If you happen to sit more often you are more likely to have a bigger bottom. Experts say that the pressure put on areas of the body used for sitting produces up to 50 percent more fat in those parts.
This can explain why couch potatoes and other sedentary behaviour makes you fat especially when combined with a lack of exercise. Even people with healthy diet and exercise habits will be affected if they spend long periods sitting behind a desk,according to researchers. Researchers found that preadipocyte cells – the precursors to fat cells – turn into fat cells and produce even more fat when subject to prolonged periods of ‘mechanical stretching loads’ – the kind of weight we put on our body tissues when we sit or lie down.
Professor Amit Gefen, from Tel Aviv University, said: “Obesity is more than just an imbalance of calories. Cells themselves are also responsive to their mechanical environment. Fat cells produce more triglycerides [the major form of fat stored in the body], and at a faster rate, when exposed to static stretching.
“There are various ways that cells can sense mechanical loading.
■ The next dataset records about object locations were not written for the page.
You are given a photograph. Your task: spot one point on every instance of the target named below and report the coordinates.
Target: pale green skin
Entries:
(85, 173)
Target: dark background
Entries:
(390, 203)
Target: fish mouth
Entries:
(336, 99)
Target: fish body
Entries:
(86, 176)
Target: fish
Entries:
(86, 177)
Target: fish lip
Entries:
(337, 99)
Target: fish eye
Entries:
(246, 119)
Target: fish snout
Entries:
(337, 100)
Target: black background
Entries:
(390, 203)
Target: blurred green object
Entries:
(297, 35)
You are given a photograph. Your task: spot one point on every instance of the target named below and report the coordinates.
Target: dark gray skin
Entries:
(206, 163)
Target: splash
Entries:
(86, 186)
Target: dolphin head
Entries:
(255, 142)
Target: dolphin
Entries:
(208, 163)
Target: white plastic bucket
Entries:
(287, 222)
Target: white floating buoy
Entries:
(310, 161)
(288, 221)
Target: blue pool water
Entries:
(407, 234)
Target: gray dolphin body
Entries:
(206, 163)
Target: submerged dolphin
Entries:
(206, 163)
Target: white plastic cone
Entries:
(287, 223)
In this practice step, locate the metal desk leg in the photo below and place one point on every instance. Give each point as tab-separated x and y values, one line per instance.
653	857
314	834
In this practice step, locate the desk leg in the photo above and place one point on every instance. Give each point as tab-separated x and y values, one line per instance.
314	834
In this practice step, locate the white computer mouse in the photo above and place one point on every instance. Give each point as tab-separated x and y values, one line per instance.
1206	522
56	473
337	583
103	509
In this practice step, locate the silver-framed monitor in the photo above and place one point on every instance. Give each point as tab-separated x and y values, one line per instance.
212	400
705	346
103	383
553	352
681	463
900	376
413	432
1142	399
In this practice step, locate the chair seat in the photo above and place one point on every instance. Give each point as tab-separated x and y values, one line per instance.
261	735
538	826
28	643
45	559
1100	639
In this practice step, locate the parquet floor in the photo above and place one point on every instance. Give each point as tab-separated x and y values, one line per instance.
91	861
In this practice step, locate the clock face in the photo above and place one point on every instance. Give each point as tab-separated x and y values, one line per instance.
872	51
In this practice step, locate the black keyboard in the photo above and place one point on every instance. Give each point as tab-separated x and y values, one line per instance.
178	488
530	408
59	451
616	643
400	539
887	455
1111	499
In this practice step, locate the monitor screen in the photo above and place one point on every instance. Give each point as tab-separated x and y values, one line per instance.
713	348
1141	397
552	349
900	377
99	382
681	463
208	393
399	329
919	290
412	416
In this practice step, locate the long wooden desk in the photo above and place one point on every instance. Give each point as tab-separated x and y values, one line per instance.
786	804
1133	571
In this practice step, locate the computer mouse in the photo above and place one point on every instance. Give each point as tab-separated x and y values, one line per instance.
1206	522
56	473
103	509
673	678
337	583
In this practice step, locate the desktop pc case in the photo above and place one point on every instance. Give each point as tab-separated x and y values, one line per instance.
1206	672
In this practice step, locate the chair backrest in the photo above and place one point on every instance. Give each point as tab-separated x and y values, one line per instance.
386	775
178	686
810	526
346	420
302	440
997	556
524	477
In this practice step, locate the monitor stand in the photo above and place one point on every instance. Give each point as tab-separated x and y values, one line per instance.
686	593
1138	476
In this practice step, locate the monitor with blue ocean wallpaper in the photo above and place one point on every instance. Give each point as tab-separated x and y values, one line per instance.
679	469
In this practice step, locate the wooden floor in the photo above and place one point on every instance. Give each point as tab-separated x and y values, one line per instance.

It appears that long periods of static mechanical loading and stretching, due to the weight of the body when sitting or lying, has an impact on increasing lipid [fat] production.”
These findings indicate that we need to take our cells’ mechanical environment into account as well as pay attention to calories consumed and burned, said Professor Gefen.
He warned that, while there are extreme cases of people confined to wheelchairs or beds due to medical conditions, many people live a too sedentary lifestyle – spending most of the day behind a desk.
Studying MRI images of the muscle tissue of patients paralysed by spinal cord injuries, researchers noticed that, over time, lines of fat cells were invading major muscles in the body.
This spurred an investigation into how mechanical load – the amount of force placed on a particular area occupied by cells – could be encouraging fat tissue to expand, according to the newspaper.
The research has been published in the American Journal of Physiology – Cell Physiology.